For solution providers, New Moon offers solid margins, a limited distribution plan that cuts back on inter-partner competition, and a channel-only sales strategy, Herrmann said.

"They can offer an alternative for customers if they don't see a fit for MetaFrame from a functionality, complexity or budgetary perspective," he said.

Customers are attracted to Canaveral iQ because it is easy to administrate, said Mike Johnson, network administrator at Broadway Computers, a solution provider in Frostburg, Md. "It's so much easier for them to use [than MetaFrame], and we don't have to be there all the time," he said.

Thus far, Broadway has three Canaveral iQ customers, including a 24-branch Maryland bank with 350 users that plans to add 200 more, Johnson said.

Canaveral iQ is also less expensive, costing an average of 40 percent to 60 percent less than Citrix's list prices, Herrmann said.

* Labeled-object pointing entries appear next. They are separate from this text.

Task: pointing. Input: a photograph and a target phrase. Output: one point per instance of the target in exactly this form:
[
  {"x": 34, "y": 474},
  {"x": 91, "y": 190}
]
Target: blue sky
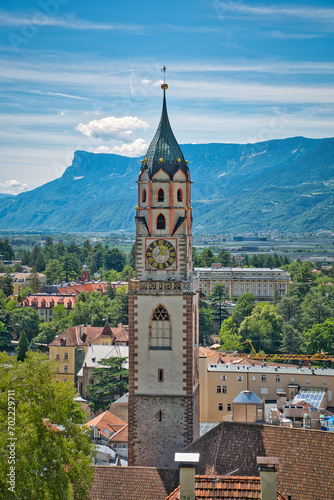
[{"x": 86, "y": 75}]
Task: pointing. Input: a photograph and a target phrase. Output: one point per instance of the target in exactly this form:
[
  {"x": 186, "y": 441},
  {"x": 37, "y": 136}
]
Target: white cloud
[
  {"x": 307, "y": 12},
  {"x": 38, "y": 18},
  {"x": 295, "y": 36},
  {"x": 136, "y": 148},
  {"x": 57, "y": 94},
  {"x": 112, "y": 127},
  {"x": 13, "y": 187}
]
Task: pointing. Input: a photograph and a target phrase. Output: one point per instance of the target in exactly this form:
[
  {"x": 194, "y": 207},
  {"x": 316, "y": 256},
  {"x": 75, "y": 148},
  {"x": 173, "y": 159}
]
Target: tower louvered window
[
  {"x": 179, "y": 195},
  {"x": 161, "y": 222},
  {"x": 160, "y": 329},
  {"x": 161, "y": 195}
]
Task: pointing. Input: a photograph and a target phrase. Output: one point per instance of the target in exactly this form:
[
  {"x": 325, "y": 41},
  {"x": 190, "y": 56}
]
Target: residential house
[
  {"x": 44, "y": 304},
  {"x": 94, "y": 354},
  {"x": 68, "y": 350},
  {"x": 22, "y": 280},
  {"x": 223, "y": 379},
  {"x": 306, "y": 457},
  {"x": 265, "y": 283},
  {"x": 110, "y": 431}
]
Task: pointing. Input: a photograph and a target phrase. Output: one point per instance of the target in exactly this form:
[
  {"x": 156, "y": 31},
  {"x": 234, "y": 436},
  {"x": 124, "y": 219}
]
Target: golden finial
[{"x": 164, "y": 86}]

New Moon prices Canaveral iQ at $179 per concurrent user. Citrix recently launched Feature Release 3 of its MetaFrame XP Presentation Server, priced at $5,800 for a concurrent 20-user license, or $290 per user.

With the new version of Canaveral iQ, scheduled to ship this quarter, New Moon introduced Canaveral Client Policy Engine, a component of the platform that administrators can use to set usage and security policies to groups of client devices according to factors such as IP range, NetBIOS names or operating system.

For example, a user logging in through a computer at an Internet cafe might not be allowed to save or print files locally but would have those capabilities when accessing applications from a desktop on the LAN, Herrmann said. "We look not only at who's logging in but also where he logs in from," he said.

New Moon also introduced Canaveral Relay Server, a component that routes traffic through a single, commonly used firewall port, providing easier firewall traversal and shielding servers from exposure outside the firewall, Herrmann said.

Another new feature, intelligent file associations, enables end users to launch remote applications by opening local files. If the remote application is not available, the system will automatically open the local version of the application if one exists, he said.

In addition, version 2.0 takes advantage of Microsoft's Remote Desktop Protocol (RDP) 5.2, introduced with Windows Server 2003, which adds support for 24-bit True color, audio, serial port redirection, and increased resolution, WAN performance and security.

The Citrix MetaFrame platform offers similar features through its proprietary Independent Computing Architecture (ICA) protocol.

Canaveral iQ 2.0 is scheduled to ship this quarter.